E poi arrivò Natale, portando un carico di sentimenti di pace e di buona volontà e, inevitabilmente, anche la malinconia di casa e della famiglia. Gli armistizi localizzati crebbero in una tregua più diffusa. Una volontaria cessazione delle ostilità. In quel momento ai soldati apparve evidente che all’altra estremità del fucile vi era qualcuno molto simile a loro, in fondo erano gli stessi ragazzi della classe lavoratrice, con la stessa voglia di tornare a casa a riabbracciare i propri cari. Oltre ai momenti dedicati alla sepoltura dei caduti, vi furono attimi di vera fratellanza. I regali ricevuti dai rispettivi governi, inviati per dare ai soldati un’idea di Natale e, soprattutto, con l’intento di rafforzarne l’attaccamento alla patria, diventarono doni ideali da scambiare col “nemico”; gli inglesi avevano tabacco e cioccolato, i tedeschi sigari e salsicce. Vennero scambiati bottoni e cartoline, scattate fotografie.

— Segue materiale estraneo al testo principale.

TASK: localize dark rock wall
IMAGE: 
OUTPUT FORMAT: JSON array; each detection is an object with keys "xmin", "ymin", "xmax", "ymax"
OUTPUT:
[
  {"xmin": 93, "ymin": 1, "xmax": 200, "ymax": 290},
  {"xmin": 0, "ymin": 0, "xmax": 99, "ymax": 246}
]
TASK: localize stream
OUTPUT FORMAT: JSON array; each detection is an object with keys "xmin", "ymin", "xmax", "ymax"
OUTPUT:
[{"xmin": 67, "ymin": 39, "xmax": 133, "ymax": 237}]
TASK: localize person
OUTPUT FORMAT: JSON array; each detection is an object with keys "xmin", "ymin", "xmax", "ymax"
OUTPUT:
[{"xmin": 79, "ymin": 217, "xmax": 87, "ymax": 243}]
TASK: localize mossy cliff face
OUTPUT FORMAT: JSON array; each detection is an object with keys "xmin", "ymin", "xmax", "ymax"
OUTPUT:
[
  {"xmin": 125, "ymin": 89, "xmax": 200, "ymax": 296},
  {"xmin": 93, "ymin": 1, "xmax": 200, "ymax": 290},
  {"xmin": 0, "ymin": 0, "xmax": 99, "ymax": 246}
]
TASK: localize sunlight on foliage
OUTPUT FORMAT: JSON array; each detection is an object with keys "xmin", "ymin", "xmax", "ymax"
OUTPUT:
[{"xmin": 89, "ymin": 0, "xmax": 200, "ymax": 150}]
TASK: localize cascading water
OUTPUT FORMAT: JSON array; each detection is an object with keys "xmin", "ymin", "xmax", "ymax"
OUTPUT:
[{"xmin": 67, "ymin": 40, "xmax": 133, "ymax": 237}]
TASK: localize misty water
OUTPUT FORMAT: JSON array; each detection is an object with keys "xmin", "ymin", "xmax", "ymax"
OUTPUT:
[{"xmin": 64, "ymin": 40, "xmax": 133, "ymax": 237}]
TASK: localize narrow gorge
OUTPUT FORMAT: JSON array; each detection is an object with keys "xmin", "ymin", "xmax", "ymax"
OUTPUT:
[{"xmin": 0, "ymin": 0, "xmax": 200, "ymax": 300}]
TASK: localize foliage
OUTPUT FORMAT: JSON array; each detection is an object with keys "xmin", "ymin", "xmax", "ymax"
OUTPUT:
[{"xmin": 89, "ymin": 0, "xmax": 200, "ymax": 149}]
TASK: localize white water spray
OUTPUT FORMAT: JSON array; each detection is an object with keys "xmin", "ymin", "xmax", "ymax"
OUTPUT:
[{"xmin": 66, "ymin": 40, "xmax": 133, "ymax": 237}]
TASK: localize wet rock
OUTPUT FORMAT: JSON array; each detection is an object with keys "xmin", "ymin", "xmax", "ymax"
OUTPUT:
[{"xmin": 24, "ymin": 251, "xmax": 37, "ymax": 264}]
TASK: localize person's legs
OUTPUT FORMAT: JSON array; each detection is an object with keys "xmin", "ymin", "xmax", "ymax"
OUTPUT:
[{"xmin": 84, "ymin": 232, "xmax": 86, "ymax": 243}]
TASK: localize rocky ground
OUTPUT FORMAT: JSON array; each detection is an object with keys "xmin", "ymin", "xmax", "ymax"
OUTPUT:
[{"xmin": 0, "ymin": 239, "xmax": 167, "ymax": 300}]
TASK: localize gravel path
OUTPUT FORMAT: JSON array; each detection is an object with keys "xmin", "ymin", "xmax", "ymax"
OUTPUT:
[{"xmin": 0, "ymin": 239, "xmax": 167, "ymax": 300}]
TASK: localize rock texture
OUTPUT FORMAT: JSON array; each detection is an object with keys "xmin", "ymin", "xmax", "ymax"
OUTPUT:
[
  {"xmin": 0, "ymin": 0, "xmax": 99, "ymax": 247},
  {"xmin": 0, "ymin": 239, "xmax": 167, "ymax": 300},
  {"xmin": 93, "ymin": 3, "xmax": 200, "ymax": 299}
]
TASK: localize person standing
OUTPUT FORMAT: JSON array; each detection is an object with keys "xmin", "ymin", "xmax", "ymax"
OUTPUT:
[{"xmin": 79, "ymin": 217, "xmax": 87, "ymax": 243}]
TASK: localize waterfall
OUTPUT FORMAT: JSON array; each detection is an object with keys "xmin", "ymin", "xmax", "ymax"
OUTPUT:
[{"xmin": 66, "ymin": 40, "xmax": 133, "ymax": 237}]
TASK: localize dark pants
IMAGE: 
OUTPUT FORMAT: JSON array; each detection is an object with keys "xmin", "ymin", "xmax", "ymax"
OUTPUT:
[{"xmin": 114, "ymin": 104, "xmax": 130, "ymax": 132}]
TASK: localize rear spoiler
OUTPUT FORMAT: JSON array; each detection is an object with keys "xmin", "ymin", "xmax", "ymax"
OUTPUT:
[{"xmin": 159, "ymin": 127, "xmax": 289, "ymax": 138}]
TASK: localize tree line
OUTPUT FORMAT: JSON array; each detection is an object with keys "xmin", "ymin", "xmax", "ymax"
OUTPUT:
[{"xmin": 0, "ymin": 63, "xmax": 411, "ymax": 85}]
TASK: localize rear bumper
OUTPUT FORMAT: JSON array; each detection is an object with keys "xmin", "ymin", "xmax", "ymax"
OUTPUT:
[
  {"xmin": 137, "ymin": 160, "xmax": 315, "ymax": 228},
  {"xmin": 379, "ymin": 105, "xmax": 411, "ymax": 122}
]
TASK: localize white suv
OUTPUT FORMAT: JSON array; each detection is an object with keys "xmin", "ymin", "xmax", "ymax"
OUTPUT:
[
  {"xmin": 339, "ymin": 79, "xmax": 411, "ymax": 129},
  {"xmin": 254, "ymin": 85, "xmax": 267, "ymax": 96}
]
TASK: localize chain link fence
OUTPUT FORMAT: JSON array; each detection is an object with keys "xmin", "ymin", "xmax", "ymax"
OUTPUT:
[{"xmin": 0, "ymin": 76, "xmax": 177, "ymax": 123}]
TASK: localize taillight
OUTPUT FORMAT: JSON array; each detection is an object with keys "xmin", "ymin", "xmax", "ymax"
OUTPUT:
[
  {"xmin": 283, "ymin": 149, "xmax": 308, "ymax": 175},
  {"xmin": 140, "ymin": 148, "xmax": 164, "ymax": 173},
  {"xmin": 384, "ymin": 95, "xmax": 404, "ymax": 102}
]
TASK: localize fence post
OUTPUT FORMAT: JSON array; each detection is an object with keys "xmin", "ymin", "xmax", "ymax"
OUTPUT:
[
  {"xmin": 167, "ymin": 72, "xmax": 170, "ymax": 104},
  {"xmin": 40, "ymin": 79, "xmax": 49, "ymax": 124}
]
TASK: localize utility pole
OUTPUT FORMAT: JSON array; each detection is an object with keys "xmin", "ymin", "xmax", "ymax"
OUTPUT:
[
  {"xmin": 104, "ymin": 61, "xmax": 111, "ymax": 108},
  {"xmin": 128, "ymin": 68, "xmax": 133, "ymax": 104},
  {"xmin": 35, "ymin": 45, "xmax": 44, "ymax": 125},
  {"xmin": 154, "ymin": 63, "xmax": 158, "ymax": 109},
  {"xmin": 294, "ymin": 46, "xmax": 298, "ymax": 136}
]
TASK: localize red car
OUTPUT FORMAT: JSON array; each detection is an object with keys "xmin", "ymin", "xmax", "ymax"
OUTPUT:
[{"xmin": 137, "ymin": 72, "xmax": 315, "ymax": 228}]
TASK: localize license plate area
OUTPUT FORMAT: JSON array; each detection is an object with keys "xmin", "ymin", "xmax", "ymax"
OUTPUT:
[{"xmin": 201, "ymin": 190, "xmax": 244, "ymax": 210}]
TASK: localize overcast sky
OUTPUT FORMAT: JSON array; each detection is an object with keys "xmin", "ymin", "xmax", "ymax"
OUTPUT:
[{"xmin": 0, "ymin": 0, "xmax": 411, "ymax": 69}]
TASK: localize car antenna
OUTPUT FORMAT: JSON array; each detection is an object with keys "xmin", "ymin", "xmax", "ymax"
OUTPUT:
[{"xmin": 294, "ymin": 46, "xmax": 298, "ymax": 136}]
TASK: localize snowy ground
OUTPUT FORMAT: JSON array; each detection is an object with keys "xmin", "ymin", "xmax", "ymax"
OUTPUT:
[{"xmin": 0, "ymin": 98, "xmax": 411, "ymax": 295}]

I Comandi militari non gradirono però l’iniziativa dei loro soldati e subito inviarono ordini affinché tale condotta poco bellicosa cessasse al più presto. Il Comando tedesco riaffermò addirittura le regole che proibivano la fraternizzazione con il nemico, ricordando che quelle azioni erano punibili come alto tradimento.